We stayed at the P C Palace Hotel in Kargil. One fine day the owner took us to the rooftop and showed all the solar panels installed that helps the hotel to run the show for a larger part of the year.

Sunset paints the sky golden at Kargil town

Also read: A detailed review of the Grand Dragon Hotel, Ladakh!

It is absolutely safe to visit Kargil

The haunting of the Kargil water remains prominent in the heart and soul of every resident of the Indian subcontinent. In fear, we often try to shy away from staying longer in Kargil. Often considered to be a suitable night halt to acclimatize on the way to Leh, Kargil serves as a one day destination. it is a pity people miss out on the plethora of cultural wealth and the astounding Suru valley that remains deep in the heart of Kargil region!

Kargil and LOC: the making of a conflict zone

Despite the safe status which is lasting in Kargil for over a few decades now, always remember its close proximity to an international border which is subject to heavy dispute and invested diplomacy. At certain bends of the road, our visibility was restricted with makeshift stone walls. At the end of it, it was written that “Enemy can see you.” That means border is close-by. Army posts beyond LOC can actually see us, shoot us and bomb and do other dance of death suitable for a war zone. Not that it happens, but it is a possibility.

I suggest always have a plan B and never ever push your limits. Do not step into the mountains unless you are with a local guide. Many of the mines lie in the Himalayan wilderness which has not been detonated yet. It is wise to remember Kargil remains a sensitive and heavily secured conflict zone, standing close to LOC between to nuclear enabled neighbours. While it is the time of peace in the valley, one wrong turn at international diplomacy can ruin the fine balance at any point of time. I am not asking you to be scared.

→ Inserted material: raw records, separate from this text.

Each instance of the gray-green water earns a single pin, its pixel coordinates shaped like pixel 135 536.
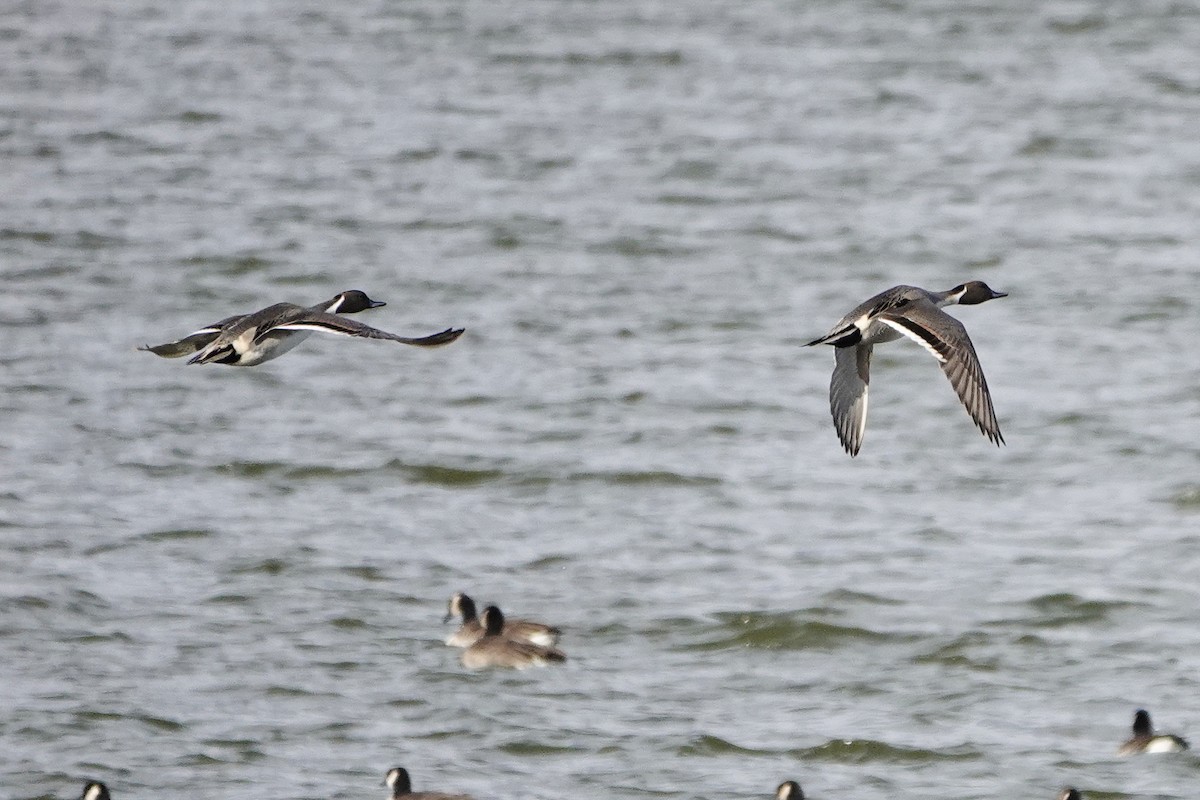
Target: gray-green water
pixel 228 583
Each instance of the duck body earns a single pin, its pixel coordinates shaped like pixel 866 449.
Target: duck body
pixel 1146 740
pixel 916 313
pixel 789 791
pixel 95 791
pixel 472 630
pixel 402 788
pixel 493 649
pixel 250 340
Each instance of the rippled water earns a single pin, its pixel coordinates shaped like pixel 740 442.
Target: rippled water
pixel 229 582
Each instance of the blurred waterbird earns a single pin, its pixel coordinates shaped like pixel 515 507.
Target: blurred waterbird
pixel 472 631
pixel 493 649
pixel 1145 740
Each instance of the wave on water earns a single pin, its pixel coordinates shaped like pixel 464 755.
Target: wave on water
pixel 787 631
pixel 869 751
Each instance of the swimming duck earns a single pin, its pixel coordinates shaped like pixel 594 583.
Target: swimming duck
pixel 471 630
pixel 1145 740
pixel 916 313
pixel 789 791
pixel 351 301
pixel 495 650
pixel 95 791
pixel 250 340
pixel 401 787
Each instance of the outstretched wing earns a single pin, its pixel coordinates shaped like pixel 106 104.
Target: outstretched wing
pixel 191 343
pixel 847 395
pixel 947 340
pixel 335 324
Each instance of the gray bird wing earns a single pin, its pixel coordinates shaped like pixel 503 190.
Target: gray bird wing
pixel 334 324
pixel 847 395
pixel 947 340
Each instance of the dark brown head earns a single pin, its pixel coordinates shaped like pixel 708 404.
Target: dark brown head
pixel 972 293
pixel 95 791
pixel 460 606
pixel 789 791
pixel 352 301
pixel 397 781
pixel 492 620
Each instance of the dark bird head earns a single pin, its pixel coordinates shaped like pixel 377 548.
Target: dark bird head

I am asking you to be mindful!

An overwhelming site where plaques stand in memory of countless martyrs of the Kargil war
Traditional Brokpa dance of Kargil

Best time to visit Kargil

They say a mountain is experienced differently for all the four seasons. While winter Kargil is a rare find of winter wonderland in India, the yellow and red canvas of autumn is equally inviting. The apricot bloom of spring paints the valley ivory white. The monsoon rolls down the hill with lush greenery. To watch a marvellous play of colour in kargil, trust the short stint of summer. 

You choose what you want to see and plan your trip accordingly. I prefer the winter (because I have seen it) and can not wait to make a trip to Kargil during autumn! 

Also read: Exploring the Aryan Valley, the lesser known tribal villages of Kargil, Ladakh!

A trout farming land at Suru valley. Truth be told, I had no clue where I was stepping in. On the snow filled land or if there was a river flowing underneath!

Kargil is way beyond the war! Explore local culture of the land for an immersive experience.

Stay at the heart of Kargil town and explore the region for at least 4 to 5 days before you move to the next destination. We stayed for 4 days and yet could only scratch the surface. So much of Kargil remains unseen. Please do not miss visiting Suru valley. I can not emphasize enough on this particular destination. 

The locals of Kargil practice Shia Islam. Their linguistic connect remains strong with people from Gilgit Baltistan beyond LOC. Over a cup of Kahwa, you can chat with the locals and in a few minutes they will describe about the massive prices they had to pay due to sustained warfare. Many have lost half the family beyond the border and can never find a way to reunite. The ancient silk route had passed through Kargil. Remains of Gandhara art on towering Buddha statues of Mulbekh Chamba and Khartse Khar tells volume on history.